CONSTRUCTING A LEGEND SINCE 1919
A Marketable Commodity
Selling Babe Ruth to America
     Babe Ruth's success on the field created success off the field. Fans flocked to see him play and he became a national icon. With his fame, it was only natural that Ruth lend his name to big money advertisers. Business was booming in the 1920s and people had more money to spend than ever. As new products were introduced into the marketplace, what better way to guarantee success than attaching the name and face of a hero to the item?

     Ruth happily accepted many advertising offers. He endorsed everything from cereal to Girl Scout cookies to soap. He had his own line of candy bars and pushed "Babe Ruth" brand All-American, all-cotton underwear though he only wore custom-made silk undershorts. He appeared on advertisements for Old Gold cigarettes despite the fact that never smoked anything but cigars. Eventually, Ruth's endorsements became so plentiful that he had to hire a business manager and an accountant in order to keep track of all the money he was making on the side.

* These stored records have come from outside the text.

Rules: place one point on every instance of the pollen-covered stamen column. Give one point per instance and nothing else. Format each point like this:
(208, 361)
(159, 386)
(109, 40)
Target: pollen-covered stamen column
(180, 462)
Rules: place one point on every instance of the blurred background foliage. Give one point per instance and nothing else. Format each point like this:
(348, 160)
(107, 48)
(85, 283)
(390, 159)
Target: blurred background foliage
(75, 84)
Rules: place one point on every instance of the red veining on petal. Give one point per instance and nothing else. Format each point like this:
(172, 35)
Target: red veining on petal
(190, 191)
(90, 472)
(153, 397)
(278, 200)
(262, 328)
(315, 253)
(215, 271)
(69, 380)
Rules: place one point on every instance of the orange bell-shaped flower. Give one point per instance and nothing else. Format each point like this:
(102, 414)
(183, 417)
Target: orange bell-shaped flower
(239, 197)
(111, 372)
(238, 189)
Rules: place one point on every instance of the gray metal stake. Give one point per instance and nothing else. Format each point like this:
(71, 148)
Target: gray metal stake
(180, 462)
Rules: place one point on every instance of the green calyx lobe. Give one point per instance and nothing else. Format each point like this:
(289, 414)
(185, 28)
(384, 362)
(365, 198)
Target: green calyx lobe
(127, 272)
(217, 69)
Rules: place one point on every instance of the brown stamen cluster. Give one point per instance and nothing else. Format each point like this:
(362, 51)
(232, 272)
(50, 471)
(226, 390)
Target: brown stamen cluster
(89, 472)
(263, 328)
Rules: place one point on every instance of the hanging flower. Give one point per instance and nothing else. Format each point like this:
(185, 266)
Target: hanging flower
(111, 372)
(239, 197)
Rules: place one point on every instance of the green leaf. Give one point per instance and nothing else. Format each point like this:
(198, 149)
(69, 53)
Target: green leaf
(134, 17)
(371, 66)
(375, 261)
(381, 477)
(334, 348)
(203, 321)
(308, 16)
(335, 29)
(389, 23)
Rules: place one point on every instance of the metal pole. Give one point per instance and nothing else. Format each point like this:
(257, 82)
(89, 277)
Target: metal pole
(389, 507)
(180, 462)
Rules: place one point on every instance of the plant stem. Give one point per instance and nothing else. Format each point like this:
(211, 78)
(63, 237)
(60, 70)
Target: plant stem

     Advertising kept Ruth on the public's mind almost as much as newspapers did. They may have even been more integral to his heroic image. Take, for instance, ads for Murphy-Rich Co. Soap:

Home Run Soap

This ad emphasize Ruth's prolific home run hitting. They identify the Babe with the home run, as if the two were inseparable. Numerous other ads doing the same and helped solidify the Babe's stature as the great home run hitting of all-time even through his sub-par seasons.

     Many of Ruth's advertisements were directed to children. Ruth's love for children helped him become an idol for youth's everywhere and companies quickly jumped on Ruth's magnetic personality. This Wheaties ad summarizes how the Babe was used to sell products to children:

The breakfast of Champions

The ad preaches that you should eat Wheaties to be like the Babe. What child could argue with that?

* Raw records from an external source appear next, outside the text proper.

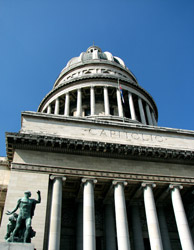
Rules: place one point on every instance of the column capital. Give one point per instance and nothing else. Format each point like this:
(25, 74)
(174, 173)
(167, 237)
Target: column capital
(54, 176)
(115, 182)
(151, 184)
(172, 186)
(135, 203)
(84, 180)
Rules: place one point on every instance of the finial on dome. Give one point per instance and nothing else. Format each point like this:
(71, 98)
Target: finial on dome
(92, 48)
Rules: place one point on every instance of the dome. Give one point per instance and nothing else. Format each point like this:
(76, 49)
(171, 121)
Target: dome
(94, 55)
(97, 85)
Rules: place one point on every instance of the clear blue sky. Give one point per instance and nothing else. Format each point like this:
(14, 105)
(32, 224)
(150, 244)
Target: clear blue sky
(155, 38)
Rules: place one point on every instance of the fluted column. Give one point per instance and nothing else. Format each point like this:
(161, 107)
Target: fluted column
(119, 103)
(106, 102)
(57, 106)
(121, 216)
(79, 103)
(181, 219)
(131, 106)
(141, 111)
(148, 115)
(67, 104)
(136, 227)
(89, 235)
(79, 226)
(49, 109)
(92, 101)
(163, 228)
(110, 234)
(154, 119)
(151, 217)
(55, 216)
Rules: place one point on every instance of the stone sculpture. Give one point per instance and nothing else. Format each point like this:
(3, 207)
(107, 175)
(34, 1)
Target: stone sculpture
(19, 227)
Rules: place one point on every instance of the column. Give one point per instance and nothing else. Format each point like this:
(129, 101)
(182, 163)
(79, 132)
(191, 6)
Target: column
(55, 216)
(136, 227)
(151, 217)
(57, 106)
(67, 102)
(148, 115)
(163, 228)
(121, 216)
(110, 234)
(49, 109)
(79, 226)
(89, 234)
(154, 119)
(180, 217)
(131, 106)
(119, 103)
(106, 102)
(92, 101)
(79, 103)
(141, 111)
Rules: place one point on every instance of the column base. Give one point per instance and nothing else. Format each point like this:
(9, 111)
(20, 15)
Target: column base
(16, 246)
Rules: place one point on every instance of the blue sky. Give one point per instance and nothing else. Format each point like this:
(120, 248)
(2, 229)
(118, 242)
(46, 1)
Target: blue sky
(155, 38)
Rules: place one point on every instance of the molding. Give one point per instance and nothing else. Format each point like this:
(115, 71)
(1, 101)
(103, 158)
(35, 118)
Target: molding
(92, 174)
(52, 177)
(92, 148)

     Perhaps the greatest advantage Ruth's publicity through advertisements had over his publicity in the press is advertising's focus on only his triumphs. He was a champion and the king of the long ball but never the adulterer or the gluttonous eater. Draw ads like the Murphy-Rich Co. soap ad enhanced his physical features to make him look more imposing than ever. He always had a child-like grin on his face. The Babe Ruth of advertising was free from Babe Ruth's real life vices. Constant exposure to this image of Ruth no doubt mitigated the effect the press had when it disclosed Ruth's latest transgressions. Therefore advertising not only publicized the Babe, it helped polish his image.